Yardie exhaled. “Well, started before he arrived. You met the Hyssch. The Circle, didn’t you?”

Questions struck like lightning bolts, and Pashtal carefully dodged them with experienced precision, only regarding the jackals as “a gift” that he refused to deactivate. The same people gave him the book, a confusing source of power that went beyond its pages.

“Someone supplied you, Pashtal. Someone fed you,” Yardie noted. “Was it the Hyssch?”

Concern shifted from Pashtal to his supposed source of power. It frustrated the Faendryl–those who talk about how evil came from the person and not the book often harped on that tool instead of seeing the entire picture. Pashtal expressed the need to prevent the ritual and the importance of Sheru’s recognition.

It turned south. Pashtal glanced towards his abdomen, a furrowed brow, and a sudden burst of flames devoured him. He screamed before his burning flesh overtook the room. Pashtal fell, and his carcass turned to ash.

Yardie gasped as he returned to the present, taking in the Stumbling Pebble II again. “There’s no magic here, Greth, yet he burned. He thought he was safe here until he got caught.” Yardie slammed on the counter. “I think the Hyssch influenced Pashtal with his dreams of pleasing Sheru, leaving the island to clear out so the undead can roam and…maybe search for it while we were busy!”
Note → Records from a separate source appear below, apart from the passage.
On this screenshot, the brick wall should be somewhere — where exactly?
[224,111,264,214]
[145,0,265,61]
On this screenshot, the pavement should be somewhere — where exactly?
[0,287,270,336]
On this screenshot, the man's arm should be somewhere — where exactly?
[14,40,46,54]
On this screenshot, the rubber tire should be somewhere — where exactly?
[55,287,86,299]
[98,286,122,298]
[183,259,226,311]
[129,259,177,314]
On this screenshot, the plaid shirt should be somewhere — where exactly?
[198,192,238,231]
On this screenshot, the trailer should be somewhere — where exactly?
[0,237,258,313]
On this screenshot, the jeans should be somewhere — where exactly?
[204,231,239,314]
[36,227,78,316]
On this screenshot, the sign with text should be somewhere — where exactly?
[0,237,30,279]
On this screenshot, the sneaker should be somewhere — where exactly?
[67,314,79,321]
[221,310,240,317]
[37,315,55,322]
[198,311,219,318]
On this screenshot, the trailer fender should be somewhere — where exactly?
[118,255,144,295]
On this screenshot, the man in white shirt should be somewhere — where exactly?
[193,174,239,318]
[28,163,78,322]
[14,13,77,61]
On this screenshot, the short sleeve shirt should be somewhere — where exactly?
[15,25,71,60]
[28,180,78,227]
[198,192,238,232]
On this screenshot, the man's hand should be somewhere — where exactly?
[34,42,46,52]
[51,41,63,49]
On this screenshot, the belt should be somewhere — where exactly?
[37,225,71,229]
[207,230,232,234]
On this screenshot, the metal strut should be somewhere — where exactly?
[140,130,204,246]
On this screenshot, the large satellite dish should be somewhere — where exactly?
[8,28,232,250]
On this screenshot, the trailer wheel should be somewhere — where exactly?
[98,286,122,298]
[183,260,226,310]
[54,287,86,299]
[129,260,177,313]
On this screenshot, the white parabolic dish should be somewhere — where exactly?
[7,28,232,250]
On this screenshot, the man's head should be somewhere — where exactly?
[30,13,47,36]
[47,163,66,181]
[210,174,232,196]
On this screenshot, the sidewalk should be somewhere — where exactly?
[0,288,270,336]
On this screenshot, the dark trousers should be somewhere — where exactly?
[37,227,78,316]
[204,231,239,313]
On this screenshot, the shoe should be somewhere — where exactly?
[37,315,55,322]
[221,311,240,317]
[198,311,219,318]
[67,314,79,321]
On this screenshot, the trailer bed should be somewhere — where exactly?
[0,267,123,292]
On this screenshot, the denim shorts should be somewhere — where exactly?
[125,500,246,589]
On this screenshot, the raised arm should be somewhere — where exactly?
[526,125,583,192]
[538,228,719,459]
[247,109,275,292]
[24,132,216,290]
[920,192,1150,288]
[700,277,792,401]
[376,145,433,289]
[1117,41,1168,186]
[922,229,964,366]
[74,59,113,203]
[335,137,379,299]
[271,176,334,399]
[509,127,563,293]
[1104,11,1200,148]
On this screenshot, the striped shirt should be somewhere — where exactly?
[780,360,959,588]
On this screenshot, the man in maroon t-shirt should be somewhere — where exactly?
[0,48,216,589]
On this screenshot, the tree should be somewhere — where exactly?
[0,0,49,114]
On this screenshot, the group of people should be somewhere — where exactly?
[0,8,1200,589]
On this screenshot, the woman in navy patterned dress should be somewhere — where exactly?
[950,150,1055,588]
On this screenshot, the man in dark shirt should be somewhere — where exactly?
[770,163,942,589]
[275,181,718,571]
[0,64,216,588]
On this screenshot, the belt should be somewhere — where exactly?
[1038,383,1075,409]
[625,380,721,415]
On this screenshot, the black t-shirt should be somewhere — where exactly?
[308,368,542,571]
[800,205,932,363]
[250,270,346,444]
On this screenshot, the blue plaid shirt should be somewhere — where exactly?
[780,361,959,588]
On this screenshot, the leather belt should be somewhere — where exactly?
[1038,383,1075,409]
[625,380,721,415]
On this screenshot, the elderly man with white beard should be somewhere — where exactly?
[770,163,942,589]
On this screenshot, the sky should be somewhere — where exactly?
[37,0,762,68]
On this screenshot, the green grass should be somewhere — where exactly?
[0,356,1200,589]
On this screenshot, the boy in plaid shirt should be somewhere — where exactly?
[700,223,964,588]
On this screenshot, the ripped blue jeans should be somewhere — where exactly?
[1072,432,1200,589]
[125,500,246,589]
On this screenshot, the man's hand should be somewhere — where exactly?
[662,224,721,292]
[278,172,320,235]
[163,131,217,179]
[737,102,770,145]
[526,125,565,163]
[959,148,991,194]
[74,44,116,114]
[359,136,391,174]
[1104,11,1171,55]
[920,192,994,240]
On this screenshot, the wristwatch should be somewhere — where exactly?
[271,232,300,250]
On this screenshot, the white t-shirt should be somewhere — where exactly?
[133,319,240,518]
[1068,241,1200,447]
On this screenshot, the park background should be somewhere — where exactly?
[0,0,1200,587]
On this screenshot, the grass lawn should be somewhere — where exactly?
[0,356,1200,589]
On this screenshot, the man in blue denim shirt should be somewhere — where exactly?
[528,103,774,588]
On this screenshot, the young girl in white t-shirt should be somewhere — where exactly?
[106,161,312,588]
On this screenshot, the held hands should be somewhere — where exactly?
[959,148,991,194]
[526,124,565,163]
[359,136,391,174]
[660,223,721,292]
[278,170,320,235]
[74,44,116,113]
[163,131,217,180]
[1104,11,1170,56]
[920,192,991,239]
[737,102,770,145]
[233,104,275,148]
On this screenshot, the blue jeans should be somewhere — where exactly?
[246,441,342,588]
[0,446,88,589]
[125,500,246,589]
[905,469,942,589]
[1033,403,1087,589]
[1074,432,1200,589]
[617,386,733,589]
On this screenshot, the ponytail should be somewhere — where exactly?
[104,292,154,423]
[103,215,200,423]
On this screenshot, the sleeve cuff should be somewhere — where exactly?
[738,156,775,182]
With all of his findings organized, The Panicky Phantom took one long at the burned symbol of Hexah’Jing. That firebrand signaled the arrival of the Hyssch, but the Faendryl had definitive proof they operated as recently as before Pashtal’s arrival…perhaps even before that. “I’ll inform Kalyrra and the others. We’ll need every clue at our disposal.” Hasting out of the establishment, Yardie slammed a handful of silvers on the counter and grinned at the burly barkeep. “Thanks, Greth!” And in an instant, he was out the door.